A more “blue sky application” of the technology would be to use intravenous injection of sensor particles that home to a particular organ, he adds. It’s also quite possible the technology will eventually be readable by “something as simple as a mobile phone.”
Companies are already making transducers that hook up to an iPhone or tablet, enabling healthcare providers to monitor patients in remote areas without the need for big hospital labs, he says. “Even without mobile smartphone applications, ultrasound imaging systems are portable and ubiquitous across the healthcare system.”
Clinical Questions
Like all biosensors, the device would at some point be subject to materials breaking down or issues of “fouling” when the environment around the device changes, either of which could lead to faulty information output, says Corrie. While not an issue for envisioned uses over the near term, fouling would need to be addressed if the ultrasound biosensor finds applications that require continuous, weeks-long monitoring.

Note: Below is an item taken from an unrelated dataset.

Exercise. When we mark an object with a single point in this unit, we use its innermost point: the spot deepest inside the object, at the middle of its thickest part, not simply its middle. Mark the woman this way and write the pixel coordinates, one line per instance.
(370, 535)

Once researchers know the biosensor’s lifetime, they’ll need to consult with clinicians to learn if that’s long enough for the intended use, Corrie says. If not, it’s back to the drawing board to tweak the chemistry for improved resilience.
How often a biosensor will need replacing will depend on the stability of the silica-based materials used in its manufacturing as well as the clinical need, says Corrie. He imagines the ultrasound biosensor will initially find utility in the management of clinical conditions characterized by a rapid decline in pH and related metabolites, such as sepsis, as well as in therapeutic drug monitoring—and certainly in the intensive care unit and emergency room where clinicians want as much information as possible over the course of hours rather than days.